La réponse poli­tique apportée à ces enjeux majeurs ori­ente forte­ment nos vies pour les décen­nies qui s’annoncent. Beau­coup se sont engagés dans ces luttes dans l’espoir d’un futur plus désir­able que le présent. Syn­di­cal­istes, activistes, sym­pa­thisants des luttes sociales ou écologiques ; ils et elles avaient à cœur de bâtir des mod­èles de vie plus heureux et équili­brés, moins éprou­vants et injustes.

Mais le Prési­dent a décidé de pass­er en force. Et aucune oppo­si­tion n’a su lui résis­ter. Où réside l’équilibre des pou­voirs, notion garante du mod­èle démoc­ra­tique ? Notre régime poli­tique est essouf­flé et ne per­met pas d’adresser cor­recte­ment les enjeux de nos sociétés. Un sys­tème qui per­met à un seul homme de couper court au débat démoc­ra­tique, faisant fi à la foi de l’opinion publique majori­taire et de l’Assemblée nationale, ne per­met pas des avancées pro­gres­sistes solides.

En France, il est pos­si­ble pour le chef de l’État de con­vo­quer une assem­blée citoyenne — la con­ven­tion citoyenne sur le cli­mat -, de pren­dre l’engagement pub­lic de met­tre en œuvre ses propo­si­tions et, à la fin, de jeter à la cor­beille 80% d’entre elles.

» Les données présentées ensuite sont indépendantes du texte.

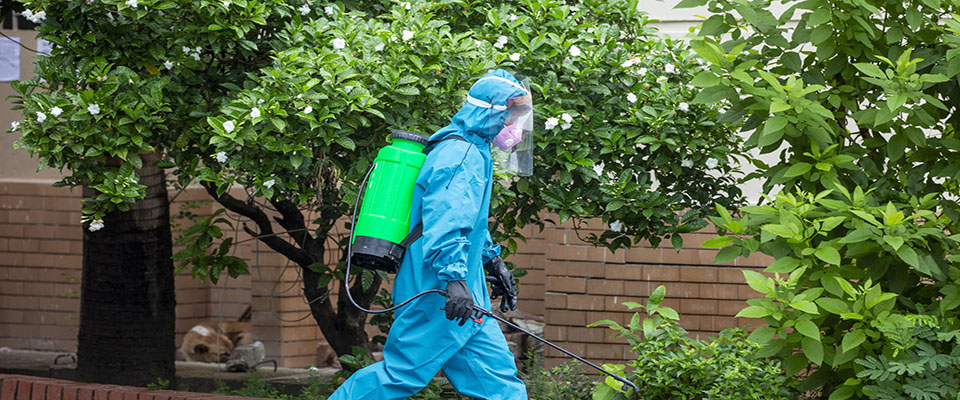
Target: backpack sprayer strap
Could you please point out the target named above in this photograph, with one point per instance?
(418, 230)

Il est aus­si autorisé de ne pas respecter une déci­sion de jus­tice européenne, en l’occurrence celle sur la régle­men­ta­tion des nou­veaux OGM. Il est tout à fait per­mis de créer un Haut con­seil pour le cli­mat, mais de ne pas tenir compte de ses recom­man­da­tions dans les déci­sions du gou­verne­ment. Il est égale­ment accept­able de sabot­er un débat pub­lic offi­ciel en cours sur le nucléaire — un enjeu majeur qui nous engage pour des siè­cles — et de prof­iter d’une loi de sim­pli­fi­ca­tion des procé­dures pour boule­vers­er les ori­en­ta­tions stratégiques de la poli­tique énergé­tique du pays.

Même lorsque la jus­tice s’en mêle et con­damne l’État, comme cela a été le cas dans des dossiers sur la pol­lu­tion de l’air ou la baisse des émis­sions de gaz à effet de serre, l’État résiste et n’applique pas les déci­sions.

Com­ment tout ceci peut-il se pass­er dans une démoc­ra­tie anci­enne ? La ques­tion reste ouverte et les répons­es sont com­plex­es. Cela aus­si mérit­erait un vrai débat sere­in, trans­par­ent et ouvert. Par­ticiper à la déf­i­ni­tion des con­tours d’une société plus écologique et plus juste est un moteur for­mi­da­ble et ce sont des mil­lions de per­son­nes en France qui aspirent à un tel pro­jet. Mais qui pour­rait aujour­d’hui être le garant d’une mise en œuvre réelle des con­clu­sions d’un tel exer­ci­ce ? Lorsque les par­lemen­taires échouent, que les experts ne sont plus écoutés, que les insti­tu­tions ne sont pas pris­es au sérieux, que les corps inter­mé­di­aires sont décrédi­bil­isés et que la mobil­i­sa­tion citoyenne est réprimée dans la vio­lence, il ne reste plus qu’un homme et sa garde rap­prochée. Et défini­tive­ment, cela ne s’appelle pas une démoc­ra­tie.